SQLite Cache (Persistent)¶
For caching across runs (e.g., during development or repeated processing):
from pygaeb import LLMClassifier, StructuredExtractor, SQLiteCache
cache = SQLiteCache("~/.pygaeb/cache")
classifier = LLMClassifier(model="gpt-4o", cache=cache)
extractor = StructuredExtractor(model="gpt-4o", cache=cache)
The SQLite database is created automatically in the specified directory. It uses WAL mode for safe concurrent reads.
Context Manager¶
SQLiteCache supports with blocks for automatic cleanup:
from pygaeb import SQLiteCache, LLMClassifier
with SQLiteCache("/tmp/project-cache") as cache:
classifier = LLMClassifier(model="gpt-4o", cache=cache)
await classifier.enrich(doc)
# Connection closed automatically
Shared Cache¶
Use a single cache backend for both classifier and extractor:
shared = SQLiteCache("/tmp/project-cache")
classifier = LLMClassifier(model="gpt-4o", cache=shared)
extractor = StructuredExtractor(model="gpt-4o", cache=shared)

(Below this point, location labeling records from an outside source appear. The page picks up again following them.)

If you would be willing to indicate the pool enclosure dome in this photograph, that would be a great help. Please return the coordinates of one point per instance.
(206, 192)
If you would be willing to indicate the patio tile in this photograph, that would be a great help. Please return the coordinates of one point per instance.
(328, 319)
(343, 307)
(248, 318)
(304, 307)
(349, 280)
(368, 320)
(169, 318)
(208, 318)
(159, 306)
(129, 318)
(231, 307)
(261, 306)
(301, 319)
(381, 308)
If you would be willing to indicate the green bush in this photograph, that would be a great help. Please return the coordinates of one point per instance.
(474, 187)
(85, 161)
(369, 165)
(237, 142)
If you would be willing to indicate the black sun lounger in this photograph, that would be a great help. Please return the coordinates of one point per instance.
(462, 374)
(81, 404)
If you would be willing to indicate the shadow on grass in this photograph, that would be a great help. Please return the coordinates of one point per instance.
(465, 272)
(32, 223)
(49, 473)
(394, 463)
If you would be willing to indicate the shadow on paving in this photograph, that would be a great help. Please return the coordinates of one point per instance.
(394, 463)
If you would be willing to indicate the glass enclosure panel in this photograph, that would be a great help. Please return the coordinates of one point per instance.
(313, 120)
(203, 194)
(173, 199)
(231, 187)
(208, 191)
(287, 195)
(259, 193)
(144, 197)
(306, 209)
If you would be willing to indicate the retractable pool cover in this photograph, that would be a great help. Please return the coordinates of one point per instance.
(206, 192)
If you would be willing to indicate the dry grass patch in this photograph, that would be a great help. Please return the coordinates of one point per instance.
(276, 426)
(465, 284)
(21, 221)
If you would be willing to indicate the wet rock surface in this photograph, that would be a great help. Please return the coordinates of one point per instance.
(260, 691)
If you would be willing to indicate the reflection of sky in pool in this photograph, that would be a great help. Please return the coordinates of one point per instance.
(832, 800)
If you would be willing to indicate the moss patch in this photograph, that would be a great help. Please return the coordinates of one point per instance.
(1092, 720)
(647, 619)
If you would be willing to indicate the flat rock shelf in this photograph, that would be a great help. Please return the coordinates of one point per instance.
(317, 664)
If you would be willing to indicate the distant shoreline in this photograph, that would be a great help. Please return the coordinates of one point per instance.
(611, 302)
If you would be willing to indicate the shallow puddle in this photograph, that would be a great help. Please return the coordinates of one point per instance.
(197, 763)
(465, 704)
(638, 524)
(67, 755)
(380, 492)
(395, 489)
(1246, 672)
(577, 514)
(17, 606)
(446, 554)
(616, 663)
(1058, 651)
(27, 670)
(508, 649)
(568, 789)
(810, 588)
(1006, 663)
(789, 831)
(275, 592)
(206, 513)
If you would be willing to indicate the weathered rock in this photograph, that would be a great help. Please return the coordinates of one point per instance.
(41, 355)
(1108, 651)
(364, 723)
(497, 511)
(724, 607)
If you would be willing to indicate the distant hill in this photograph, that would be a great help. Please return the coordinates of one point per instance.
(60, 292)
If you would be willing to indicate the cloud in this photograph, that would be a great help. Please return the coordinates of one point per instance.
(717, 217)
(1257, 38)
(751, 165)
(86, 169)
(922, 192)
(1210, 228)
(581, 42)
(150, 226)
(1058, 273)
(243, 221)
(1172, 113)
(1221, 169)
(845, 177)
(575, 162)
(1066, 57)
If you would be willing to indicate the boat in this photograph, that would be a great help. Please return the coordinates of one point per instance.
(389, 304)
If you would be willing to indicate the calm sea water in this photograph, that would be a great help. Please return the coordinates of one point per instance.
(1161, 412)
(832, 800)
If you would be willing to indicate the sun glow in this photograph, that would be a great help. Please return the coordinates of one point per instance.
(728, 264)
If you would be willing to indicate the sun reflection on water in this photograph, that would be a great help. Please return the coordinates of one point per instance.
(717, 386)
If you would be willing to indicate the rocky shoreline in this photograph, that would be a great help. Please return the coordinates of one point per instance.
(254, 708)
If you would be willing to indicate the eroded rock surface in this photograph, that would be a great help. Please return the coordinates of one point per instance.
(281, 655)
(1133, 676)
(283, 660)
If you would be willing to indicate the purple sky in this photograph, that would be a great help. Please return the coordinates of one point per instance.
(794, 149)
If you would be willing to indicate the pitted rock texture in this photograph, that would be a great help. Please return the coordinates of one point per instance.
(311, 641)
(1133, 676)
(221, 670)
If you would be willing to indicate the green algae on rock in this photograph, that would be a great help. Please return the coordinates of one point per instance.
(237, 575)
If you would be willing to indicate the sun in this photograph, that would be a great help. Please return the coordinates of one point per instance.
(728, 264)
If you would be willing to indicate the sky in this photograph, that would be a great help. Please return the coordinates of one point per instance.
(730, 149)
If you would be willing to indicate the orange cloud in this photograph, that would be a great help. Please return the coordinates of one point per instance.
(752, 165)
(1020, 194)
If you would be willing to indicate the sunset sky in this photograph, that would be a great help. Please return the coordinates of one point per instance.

Classification and extraction keys are namespaced internally, so they never collide.
Custom Cache Backend¶
Implement the CacheBackend protocol to use Redis, DynamoDB, or any other store:
from pygaeb import CacheBackend
class RedisCache:
"""Example custom cache backend."""
def __init__(self, redis_client):
self._r = redis_client
def get(self, key: str) -> str | None:
val = self._r.get(f"pygaeb:{key}")
return val.decode() if val else None
def put(self, key: str, value: str) -> None:
self._r.set(f"pygaeb:{key}", value)
def delete(self, key: str) -> None:
self._r.delete(f"pygaeb:{key}")
def clear(self) -> None:
for key in self._r.keys("pygaeb:*"):
self._r.delete(key)
def keys(self) -> list[str]:
return [k.decode().removeprefix("pygaeb:") for k in self._r.keys("pygaeb:*")]
def close(self) -> None:
pass # Redis client manages its own lifecycle
Then use it:
import redis
from pygaeb import LLMClassifier
r = redis.Redis(host="localhost")
classifier = LLMClassifier(model="gpt-4o", cache=RedisCache(r))
Cache Statistics¶
Check cache hit rates:
stats = classifier.cache.stats()
for entry in stats:
print(f"Prompt v{entry['prompt_version']}: {entry['count']} entries")
Clearing the Cache¶
# Clear all entries (except manual overrides)
classifier.cache.clear()
# Clear extraction cache for a specific schema
extractor.cache.clear(schema_name="DoorSpec")
How Cache Keys Work¶
Cache keys are deterministic hashes of the input data:
- Classification: hash of
(short_text, long_text, unit, hierarchy_path, prompt_version) - Extraction: hash of
(item_content_hash, schema_json_hash)
This means identical items always hit the cache, even across different documents.